The first disappointment was that fresh order flows, at Rs1,936 crore, were stagnant at the year-ago level (after adjusting for a single large order bagged last year).
The management said teething issues under GST led to small and medium businesses deferring orders. Larger industries chose to improve efficiencies, resulting in some order traction from the oil and gas, cement, food processing, mining, and automobile sectors.
Meanwhile, the renewable energy segment, in which ABB India has made great strides, has been subdued for the past few months because of falling tariffs and regulatory changes in solar and wind energy sectors.
Secondly, lack of clarity around input tax credit procedures slowed execution and billing during the quarter.

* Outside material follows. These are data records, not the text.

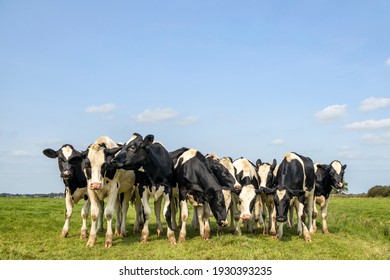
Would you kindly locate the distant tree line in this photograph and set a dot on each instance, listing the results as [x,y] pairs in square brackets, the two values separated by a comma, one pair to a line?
[50,195]
[379,191]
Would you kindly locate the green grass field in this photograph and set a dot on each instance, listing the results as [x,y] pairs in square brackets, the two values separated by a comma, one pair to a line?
[30,230]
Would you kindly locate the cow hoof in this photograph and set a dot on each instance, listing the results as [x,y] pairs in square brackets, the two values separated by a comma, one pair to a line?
[84,235]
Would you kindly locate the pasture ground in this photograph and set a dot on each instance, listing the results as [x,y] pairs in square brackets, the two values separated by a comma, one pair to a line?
[30,230]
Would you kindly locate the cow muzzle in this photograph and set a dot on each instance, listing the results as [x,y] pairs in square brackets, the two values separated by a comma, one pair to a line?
[246,217]
[95,186]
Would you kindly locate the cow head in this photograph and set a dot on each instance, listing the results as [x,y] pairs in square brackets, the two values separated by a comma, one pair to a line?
[336,173]
[96,164]
[225,179]
[133,155]
[266,173]
[217,205]
[63,155]
[282,199]
[227,162]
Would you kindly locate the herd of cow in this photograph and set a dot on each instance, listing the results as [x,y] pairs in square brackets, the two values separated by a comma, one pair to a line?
[261,194]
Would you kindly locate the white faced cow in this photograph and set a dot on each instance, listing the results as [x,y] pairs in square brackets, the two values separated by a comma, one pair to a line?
[327,177]
[198,184]
[158,168]
[104,181]
[267,178]
[249,201]
[75,186]
[295,182]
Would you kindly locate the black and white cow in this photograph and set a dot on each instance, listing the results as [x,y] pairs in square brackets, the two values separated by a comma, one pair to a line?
[225,179]
[267,179]
[227,162]
[249,201]
[295,184]
[327,177]
[198,184]
[105,181]
[75,186]
[158,167]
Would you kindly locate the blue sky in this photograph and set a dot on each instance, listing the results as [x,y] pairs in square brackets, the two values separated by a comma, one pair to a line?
[236,78]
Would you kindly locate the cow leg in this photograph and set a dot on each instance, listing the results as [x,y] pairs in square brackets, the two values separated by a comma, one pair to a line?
[94,216]
[139,215]
[168,217]
[147,213]
[236,214]
[206,218]
[315,214]
[324,212]
[184,218]
[118,216]
[302,229]
[125,209]
[310,202]
[157,212]
[100,218]
[195,220]
[84,216]
[109,213]
[69,204]
[272,218]
[279,235]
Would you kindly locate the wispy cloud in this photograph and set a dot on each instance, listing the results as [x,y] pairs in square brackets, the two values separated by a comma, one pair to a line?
[156,115]
[372,103]
[20,153]
[187,121]
[375,139]
[331,113]
[105,108]
[369,124]
[278,142]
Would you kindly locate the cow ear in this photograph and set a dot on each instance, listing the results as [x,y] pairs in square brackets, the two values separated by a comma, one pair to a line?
[296,192]
[148,140]
[112,151]
[76,159]
[50,153]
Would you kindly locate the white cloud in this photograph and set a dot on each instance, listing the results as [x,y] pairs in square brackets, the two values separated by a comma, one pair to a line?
[278,142]
[374,139]
[20,153]
[369,124]
[156,115]
[105,108]
[188,121]
[331,113]
[372,103]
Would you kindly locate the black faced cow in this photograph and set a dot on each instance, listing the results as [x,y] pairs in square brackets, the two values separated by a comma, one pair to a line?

Therefore, net revenue was 7% lower than a year back and 17% lower than Bloomberg’s estimate.
The company’s industrial automation segment was the worst hit, recording a 29% revenue drop. Even the power grid segment, which accounts for almost half the total revenue and has been the beneficiary of orders from Power Grid Corp. of India Ltd and state electricity boards so far, recorded a 14% revenue decline from a year ago.
Thirdly, the above factors saw ABB India’s operating profit come in at Rs134 crore, falling short of Bloomberg’s estimate by nearly 25%, even though it was 13% higher from a year ago on a low base.
What saved the day were the company’s conscious efforts in the recent past to step up its services business across segments, and exports, both of which improved margins.
Meanwhile, the Swedish parent’s decision to make Bengaluru a global sourcing hub is reckoned to improve ABB India’s material costs and therefore profitability. This was reflected in the 120 basis-point improvement in operating margin from the year-ago period. A basis point is one-hundredth of a percentage point.
ABB India’s internal efficiencies have partially mitigated the risk to profitability posed by external economic factors and regulatory changes. Perhaps this is why the stock held up despite results falling short of investor expectations. On Thursday, it closed 1% higher at Rs1,399 on BSE, which discounts its fiscal year 2019 earnings estimate by around 30 times—fairly valued, but could see a rerating if earnings grow as expected by 30-35% annually over the next two years.